Deniz otobüsünde kardeşim uyur (ya da uyur gibi yapar), peder gazete okur, annem de etrafı keser kim ne giymiş falan diye. Sonra bana kaş gözle bunları işaret etmeye çalışır, bilimum dedikoduları anlatır, babanemlerin yanında nasıl davranmamız gerektiği konusundaki nasihatleri geçer (!). Denizotobüsünden inince kardeşimin çingeleri işaret edip "Babaneme çiçek alalım mı?" şeklindeki şutunu, annem: "Ay ne gerek var solacak gidecekler, babaannen canlı çiçek sever hem zaten" şeklinde ustalıkla çıkarır ve yola devam ederiz.
Baba tarafım kayserili benim. Her yörenin olduğu gibi Kayseri ve civarının da tabii ki bayrama özgü bir takım yemekleri var. Bunlardan ilki "bayram yahnisi". kafadan on baş beyaz soğan, bir tencerenin dibini kaplayacak kadar kuzu kuşbaşı ve kabukları çıkarılmış nohutla yapılıyor. Tarifini henüz öğrenemedim babaannemden. (bir yutkundum yani şimdi he, midem guruldadı hatta) Sonracığıma, tandır böreği var bir de mesela. Bu da genelde kıymalı maydonozlu oluyor. Elde 3 kat hamur açılıyor (hamurunda tahin vardı galiba) sonra döşeniyor ve baklava baklava kesilip pişirilip afiyet ile yeniyor. Tatlılardan da güllü baklavayı anmazsam birşeyler eksik kalır. Bunun nasıl yapıldığı konusunda hiçbir fikir sahip olmamakla birlikte, babanemin onları nasıl olup da o şekil seri üretimden çıkmışçasına bir örnek yaptığını bunca bayram geçirdim, daha çözemedim.
Bu kadar baba tarafından bahsettik, assolisti sona bıraktım bilerek. Genelde uzak olduğu için önce karşıya gidilir babaneye, çünkü anneannemler alt mahallemizde oturuyorlar ve onlarda iyice bir rahatlamak yemek içmek ve sonrasında salondaki kanepelere uzanmak istediğimizden onları ziyaretimizi sonraya bırakırız. Hamurişleri ve yöresel tatlarda eserler veren babaannemin aksine, anneannem zeytinyağlılar ve sıcak yemekler konusunda uzmandır. Bildiğim bütün zeytinyağlıları ondan öğrendim. Hala ne zaman bir yemeğin yapılışında bir şüpheye düşsem, hemen onu arar sorarım.
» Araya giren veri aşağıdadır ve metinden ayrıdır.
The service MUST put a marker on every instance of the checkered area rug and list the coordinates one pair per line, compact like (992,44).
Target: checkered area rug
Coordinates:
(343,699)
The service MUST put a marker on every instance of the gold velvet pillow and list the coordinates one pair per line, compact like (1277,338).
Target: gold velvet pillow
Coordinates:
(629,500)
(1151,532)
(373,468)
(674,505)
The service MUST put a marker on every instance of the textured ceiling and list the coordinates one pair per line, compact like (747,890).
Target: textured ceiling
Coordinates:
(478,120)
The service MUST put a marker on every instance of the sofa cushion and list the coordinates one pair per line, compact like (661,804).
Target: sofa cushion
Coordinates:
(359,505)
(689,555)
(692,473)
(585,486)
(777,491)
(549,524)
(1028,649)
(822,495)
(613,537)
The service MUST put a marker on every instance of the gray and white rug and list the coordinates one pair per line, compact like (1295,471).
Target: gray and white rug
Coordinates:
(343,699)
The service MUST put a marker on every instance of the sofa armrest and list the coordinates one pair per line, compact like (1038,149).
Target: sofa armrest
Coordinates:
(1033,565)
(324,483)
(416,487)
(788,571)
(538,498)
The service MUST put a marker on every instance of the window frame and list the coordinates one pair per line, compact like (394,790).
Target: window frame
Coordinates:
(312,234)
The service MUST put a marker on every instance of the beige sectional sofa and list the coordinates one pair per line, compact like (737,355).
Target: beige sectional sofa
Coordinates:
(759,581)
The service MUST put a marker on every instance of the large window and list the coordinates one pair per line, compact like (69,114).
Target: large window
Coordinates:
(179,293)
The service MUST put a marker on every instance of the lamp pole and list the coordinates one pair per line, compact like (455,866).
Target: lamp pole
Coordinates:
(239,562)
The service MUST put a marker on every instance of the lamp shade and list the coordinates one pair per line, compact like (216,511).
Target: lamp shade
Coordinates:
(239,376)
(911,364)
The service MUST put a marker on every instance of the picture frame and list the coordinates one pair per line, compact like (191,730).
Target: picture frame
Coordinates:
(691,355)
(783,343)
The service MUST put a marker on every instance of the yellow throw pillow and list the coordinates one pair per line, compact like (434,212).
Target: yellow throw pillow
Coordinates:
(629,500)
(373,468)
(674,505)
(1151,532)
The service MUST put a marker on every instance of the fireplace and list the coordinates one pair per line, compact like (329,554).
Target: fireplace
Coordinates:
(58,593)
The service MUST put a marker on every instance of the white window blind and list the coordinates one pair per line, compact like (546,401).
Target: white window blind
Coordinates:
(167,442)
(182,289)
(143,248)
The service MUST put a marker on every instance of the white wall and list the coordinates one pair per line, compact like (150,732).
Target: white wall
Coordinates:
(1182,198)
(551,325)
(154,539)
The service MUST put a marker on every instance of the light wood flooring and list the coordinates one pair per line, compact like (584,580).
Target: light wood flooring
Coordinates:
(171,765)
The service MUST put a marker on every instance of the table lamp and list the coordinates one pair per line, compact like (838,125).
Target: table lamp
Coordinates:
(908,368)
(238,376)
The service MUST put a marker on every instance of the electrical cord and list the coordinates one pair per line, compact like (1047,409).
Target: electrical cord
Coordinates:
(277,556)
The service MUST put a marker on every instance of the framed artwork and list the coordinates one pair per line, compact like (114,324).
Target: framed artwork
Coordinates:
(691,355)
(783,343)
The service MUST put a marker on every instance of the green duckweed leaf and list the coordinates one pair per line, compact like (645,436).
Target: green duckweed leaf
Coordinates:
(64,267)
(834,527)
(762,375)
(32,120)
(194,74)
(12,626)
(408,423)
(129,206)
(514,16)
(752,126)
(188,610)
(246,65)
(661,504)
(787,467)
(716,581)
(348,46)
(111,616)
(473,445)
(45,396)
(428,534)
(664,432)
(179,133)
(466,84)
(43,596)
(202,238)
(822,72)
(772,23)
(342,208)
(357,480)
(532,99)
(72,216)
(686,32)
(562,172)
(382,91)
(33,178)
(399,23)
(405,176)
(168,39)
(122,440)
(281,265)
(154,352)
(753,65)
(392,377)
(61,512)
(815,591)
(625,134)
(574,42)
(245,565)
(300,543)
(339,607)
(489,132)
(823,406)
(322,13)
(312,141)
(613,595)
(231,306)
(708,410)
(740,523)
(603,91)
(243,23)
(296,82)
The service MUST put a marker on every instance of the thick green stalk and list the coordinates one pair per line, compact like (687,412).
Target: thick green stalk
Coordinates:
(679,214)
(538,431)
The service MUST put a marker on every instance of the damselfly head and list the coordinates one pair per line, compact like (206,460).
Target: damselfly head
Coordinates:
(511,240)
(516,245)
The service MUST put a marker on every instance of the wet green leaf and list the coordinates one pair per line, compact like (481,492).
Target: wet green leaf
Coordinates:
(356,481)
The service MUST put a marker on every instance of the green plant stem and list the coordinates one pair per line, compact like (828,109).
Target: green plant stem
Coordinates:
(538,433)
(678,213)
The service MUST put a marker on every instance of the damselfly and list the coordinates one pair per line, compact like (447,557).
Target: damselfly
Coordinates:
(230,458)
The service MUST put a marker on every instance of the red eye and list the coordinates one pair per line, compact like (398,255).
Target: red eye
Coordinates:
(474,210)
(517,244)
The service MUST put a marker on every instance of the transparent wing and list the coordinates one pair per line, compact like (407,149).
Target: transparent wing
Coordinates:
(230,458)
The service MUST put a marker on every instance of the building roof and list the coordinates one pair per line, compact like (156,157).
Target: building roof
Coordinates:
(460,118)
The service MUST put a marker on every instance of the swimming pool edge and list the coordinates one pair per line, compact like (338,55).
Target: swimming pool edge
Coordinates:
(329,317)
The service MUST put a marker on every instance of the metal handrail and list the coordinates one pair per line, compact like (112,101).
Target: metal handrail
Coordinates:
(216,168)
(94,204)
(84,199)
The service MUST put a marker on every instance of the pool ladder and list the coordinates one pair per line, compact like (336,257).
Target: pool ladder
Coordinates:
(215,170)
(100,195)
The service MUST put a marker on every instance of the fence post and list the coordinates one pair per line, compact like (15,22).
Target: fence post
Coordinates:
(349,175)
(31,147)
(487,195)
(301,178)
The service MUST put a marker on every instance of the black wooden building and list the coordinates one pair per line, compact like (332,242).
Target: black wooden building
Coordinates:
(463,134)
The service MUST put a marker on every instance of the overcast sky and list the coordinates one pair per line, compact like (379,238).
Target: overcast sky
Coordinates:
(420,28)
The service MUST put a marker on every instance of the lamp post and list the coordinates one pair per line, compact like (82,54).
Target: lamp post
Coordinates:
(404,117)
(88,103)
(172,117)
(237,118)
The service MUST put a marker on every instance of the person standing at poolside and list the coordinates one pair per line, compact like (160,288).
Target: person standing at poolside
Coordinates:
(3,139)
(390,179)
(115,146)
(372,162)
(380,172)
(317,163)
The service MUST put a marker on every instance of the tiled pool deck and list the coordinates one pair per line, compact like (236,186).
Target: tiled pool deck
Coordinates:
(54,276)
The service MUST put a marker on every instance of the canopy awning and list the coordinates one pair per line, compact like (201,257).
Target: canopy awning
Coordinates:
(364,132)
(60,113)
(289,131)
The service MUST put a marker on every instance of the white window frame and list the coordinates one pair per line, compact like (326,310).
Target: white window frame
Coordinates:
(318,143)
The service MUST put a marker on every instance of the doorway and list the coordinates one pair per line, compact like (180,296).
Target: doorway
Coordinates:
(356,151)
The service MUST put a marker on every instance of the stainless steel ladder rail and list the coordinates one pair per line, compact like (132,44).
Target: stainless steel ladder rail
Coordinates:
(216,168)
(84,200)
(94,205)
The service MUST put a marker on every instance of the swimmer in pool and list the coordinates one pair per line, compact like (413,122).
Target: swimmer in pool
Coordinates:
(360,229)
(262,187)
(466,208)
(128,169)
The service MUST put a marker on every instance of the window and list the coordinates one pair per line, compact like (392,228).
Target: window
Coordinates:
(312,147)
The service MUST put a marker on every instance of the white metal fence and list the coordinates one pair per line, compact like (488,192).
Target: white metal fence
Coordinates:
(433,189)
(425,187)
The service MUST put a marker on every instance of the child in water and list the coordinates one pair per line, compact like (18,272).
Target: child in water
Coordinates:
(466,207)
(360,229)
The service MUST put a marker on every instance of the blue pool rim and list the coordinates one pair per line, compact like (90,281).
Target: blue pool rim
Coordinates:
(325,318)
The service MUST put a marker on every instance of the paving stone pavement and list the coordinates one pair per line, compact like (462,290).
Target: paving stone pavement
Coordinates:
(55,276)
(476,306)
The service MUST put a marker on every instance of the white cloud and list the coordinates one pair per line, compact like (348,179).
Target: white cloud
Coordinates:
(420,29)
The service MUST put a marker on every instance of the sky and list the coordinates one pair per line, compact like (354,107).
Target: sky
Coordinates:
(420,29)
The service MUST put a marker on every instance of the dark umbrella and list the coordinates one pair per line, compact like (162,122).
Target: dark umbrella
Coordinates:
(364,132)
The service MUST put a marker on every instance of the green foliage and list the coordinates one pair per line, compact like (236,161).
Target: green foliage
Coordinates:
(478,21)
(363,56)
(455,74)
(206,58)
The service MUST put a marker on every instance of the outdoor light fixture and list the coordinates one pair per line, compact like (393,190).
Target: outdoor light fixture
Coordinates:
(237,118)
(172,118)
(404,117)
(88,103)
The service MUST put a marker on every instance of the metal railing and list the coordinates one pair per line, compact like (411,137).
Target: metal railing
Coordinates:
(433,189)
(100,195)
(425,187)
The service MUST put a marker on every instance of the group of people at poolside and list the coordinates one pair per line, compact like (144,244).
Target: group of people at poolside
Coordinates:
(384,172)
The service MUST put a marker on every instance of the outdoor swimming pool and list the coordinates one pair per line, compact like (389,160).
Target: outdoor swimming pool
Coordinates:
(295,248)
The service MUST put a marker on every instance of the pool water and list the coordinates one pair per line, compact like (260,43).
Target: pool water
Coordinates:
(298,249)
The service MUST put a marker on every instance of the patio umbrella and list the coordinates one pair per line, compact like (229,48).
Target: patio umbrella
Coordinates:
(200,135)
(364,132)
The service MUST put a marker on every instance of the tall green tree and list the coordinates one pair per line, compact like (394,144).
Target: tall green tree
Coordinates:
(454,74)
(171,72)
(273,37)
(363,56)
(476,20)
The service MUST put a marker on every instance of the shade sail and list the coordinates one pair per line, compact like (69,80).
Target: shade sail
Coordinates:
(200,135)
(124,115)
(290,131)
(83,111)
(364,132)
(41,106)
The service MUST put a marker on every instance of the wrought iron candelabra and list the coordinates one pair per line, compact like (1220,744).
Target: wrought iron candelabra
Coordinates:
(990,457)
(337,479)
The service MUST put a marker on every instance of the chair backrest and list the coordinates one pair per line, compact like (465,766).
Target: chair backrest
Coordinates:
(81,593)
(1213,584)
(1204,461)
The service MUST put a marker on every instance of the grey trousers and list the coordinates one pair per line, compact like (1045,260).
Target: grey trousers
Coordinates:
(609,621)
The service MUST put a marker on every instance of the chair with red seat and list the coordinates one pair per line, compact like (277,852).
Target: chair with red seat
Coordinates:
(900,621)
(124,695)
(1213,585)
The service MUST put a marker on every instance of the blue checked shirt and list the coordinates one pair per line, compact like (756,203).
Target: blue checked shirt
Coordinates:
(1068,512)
Çok kalender bir kadındır anneannem, koyu Fenerbahçeli'dir (eve LigTV bağlattı parasını kendi ödüyor), boğa güreşlerine bayılır, öyle ki gece 3 de kalkıp İspanyol kanalından takip ederdi. Dayım genelde işte olduğundan onu son senelerde pek göremediğimizden, bayramlaşma işi telefonda yapılıyor ya da gece bir ara uğruyoruz yeniden onu görmek için anneannemlere. Dedemi bir sene önce kaybettik, son zamanlarını yatakta geçirmeyi tercih ettiğinden ve onu Anneannemlere gidince arka odaya doğru ilerlerken sanki yatakta her zamanki hali ile beni bekliyormuş gibi geliyor.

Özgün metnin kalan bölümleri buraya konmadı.